By Graylyn Loomis
I grew up in the mountains of North Carolina, where hilly terrain and serious elevation change are standard on most golf courses. With that upbringing, I’ve often been skeptical of courses on flat land, finding them uninteresting. But, over the last few years, my bias has eroded as I’ve seen what great architects can do: Take, for example, the 107-year-old, Donald Ross-designed Country Club of Orlando.
Why write about a private course you likely won’t play in LINKS? Because the club went down a path many classic clubs traveled over the last 100 years, and, more importantly, was able to recapture former glory. It’s a tale that can serve as a lesson to clubs around the U.S.—maybe even yours.

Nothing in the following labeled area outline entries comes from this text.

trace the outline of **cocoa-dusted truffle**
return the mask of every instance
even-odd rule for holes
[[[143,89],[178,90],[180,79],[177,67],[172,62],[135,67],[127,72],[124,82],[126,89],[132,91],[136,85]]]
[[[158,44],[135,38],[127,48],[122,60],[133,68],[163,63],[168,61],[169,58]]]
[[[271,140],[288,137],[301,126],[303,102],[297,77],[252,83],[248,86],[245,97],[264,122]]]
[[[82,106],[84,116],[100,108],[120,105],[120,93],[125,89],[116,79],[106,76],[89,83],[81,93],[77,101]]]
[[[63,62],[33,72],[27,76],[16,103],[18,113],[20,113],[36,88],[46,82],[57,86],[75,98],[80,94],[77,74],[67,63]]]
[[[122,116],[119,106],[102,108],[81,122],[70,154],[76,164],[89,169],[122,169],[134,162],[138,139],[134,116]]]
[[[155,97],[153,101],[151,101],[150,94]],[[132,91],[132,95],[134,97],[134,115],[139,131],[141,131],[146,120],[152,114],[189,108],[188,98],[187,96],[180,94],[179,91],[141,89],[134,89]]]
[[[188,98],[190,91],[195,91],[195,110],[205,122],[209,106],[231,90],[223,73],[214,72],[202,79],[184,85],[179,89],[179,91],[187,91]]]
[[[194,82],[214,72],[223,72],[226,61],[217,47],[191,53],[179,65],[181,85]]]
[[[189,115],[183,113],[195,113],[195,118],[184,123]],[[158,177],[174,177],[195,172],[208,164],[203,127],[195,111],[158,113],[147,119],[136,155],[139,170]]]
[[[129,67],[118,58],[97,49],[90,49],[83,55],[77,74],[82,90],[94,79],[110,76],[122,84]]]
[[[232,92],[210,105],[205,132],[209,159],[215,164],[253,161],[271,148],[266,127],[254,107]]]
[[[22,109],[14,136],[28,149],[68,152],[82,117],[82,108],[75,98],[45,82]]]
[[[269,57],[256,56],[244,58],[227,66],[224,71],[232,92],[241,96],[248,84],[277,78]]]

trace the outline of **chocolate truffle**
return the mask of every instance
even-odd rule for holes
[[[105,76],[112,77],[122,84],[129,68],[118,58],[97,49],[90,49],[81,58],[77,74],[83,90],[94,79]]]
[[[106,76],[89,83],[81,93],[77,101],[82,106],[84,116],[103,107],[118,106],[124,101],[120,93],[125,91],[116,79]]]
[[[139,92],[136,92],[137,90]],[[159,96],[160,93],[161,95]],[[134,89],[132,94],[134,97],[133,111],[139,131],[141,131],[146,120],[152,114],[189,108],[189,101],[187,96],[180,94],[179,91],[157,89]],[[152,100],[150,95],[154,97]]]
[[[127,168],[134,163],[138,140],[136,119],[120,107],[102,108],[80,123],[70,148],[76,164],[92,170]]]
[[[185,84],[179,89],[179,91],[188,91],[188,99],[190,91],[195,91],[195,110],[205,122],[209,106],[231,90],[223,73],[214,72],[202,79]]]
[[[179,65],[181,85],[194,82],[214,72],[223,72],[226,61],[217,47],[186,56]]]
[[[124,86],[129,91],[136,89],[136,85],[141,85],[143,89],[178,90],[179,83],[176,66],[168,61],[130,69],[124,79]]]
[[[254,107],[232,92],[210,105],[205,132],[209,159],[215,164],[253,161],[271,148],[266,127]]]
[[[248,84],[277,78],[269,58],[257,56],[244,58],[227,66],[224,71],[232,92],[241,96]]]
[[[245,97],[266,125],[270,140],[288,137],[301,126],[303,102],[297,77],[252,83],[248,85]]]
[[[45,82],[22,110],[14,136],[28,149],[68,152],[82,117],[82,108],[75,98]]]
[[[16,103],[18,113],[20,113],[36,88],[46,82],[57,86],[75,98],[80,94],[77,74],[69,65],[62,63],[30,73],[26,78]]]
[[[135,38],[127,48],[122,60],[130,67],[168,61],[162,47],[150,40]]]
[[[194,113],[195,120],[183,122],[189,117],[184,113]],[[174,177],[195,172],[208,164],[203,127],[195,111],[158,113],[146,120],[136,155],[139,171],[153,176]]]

The club’s history is both interesting and unclear. Founded in 1911, there’s little information about the original design or architect. Ross redesigned the course in 1918, creating the routing we see today. In the decades that followed, the design aged, native trees grew and non-native trees were planted, greens shrank, and during numerous renovation projects by various architects, the course lost much of its original character and conditions deteriorated.
In 2016, Ron Forse—an architect who specializes in restoring classic courses—was hired to bring back the Ross character. The large-scale renovation included new turf throughout, new bunkers, significant tree removal, and a general redesign of the holes. The architect is quick to explain that this wasn’t a restoration—it was a renovation or even a redesign in the Ross style. Unlike many of these restoration stories, no original drawings exist, so Forse drew inspiration from other Ross designs and his own experience with more than 50 other Ross projects to emulate the “best of Ross.” “Among many sources of Ross inspiration, we used 1931 photos of Seminole Golf Club to infuse the course with Ross’s design strategies,” says Forse. “We gave especially careful thought to bunker placement, green shapes and undulations, use of mounds, and interesting angles of play.” Other than the basic routing of holes, almost everything else changed.
Forse’s main focus was reintroducing Ross to every green, redesigning them as big, bold, and “pushed up,” bringing elevation and movement to the flat terrain. Shots can be run onto the greens, but misses left or right find runoff areas and deep bunkers. And then there is the unforgettable double-punchbowl 9th green, unlike any other I’ve seen, with two large collection bowls separated by a spine that bisects the green. With no groups behind us, I happily stayed to chip and putt from many different locations before moving to the halfway house (which is more like a halfway restaurant).
Key to the renovation is the ongoing work of superintendent Josh Dunaway and his team. “Our target for the renovated golf course was a ‘players’ course with dry, firm, and fast conditions,” says Dunaway. He no longer overseeds during the peak winter season—which requires more water and results in wetter, slower conditions—explaining, “We make the course firm and fast not just to test the golfer’s skill but also to accentuate the architect’s design.” So while Forse reintroduced Ross to the course, it’s Dunaway who keeps him there.
The membership—most of whom never experienced the course as a true Ross design—has fully embraced the year-old renovation. “In regard to both the overall design and the day-to-day conditions, feedback has been overwhelmingly positive,” says head professional Brian Corn.
Count me among the proponents. I love that the course feels like a golf club, not a residential course, and breaks preconceptions of Florida’s typical tree- and home-lined fairways with long views across holes and serious architectural interest. More than anything, the course shows how much thought goes in to working on flat land: Every bunker lip, mound, and green slope is more important when standing bare on the horizon, not framed by ocean, dunes, or mountains.
Forse’s renovation at the Country Club of Orlando is a cautionary tale of what can happen over a century of committee-rule and changing tastes. But it also can be an inspiration to other old clubs to return to their roots and reap the benefits.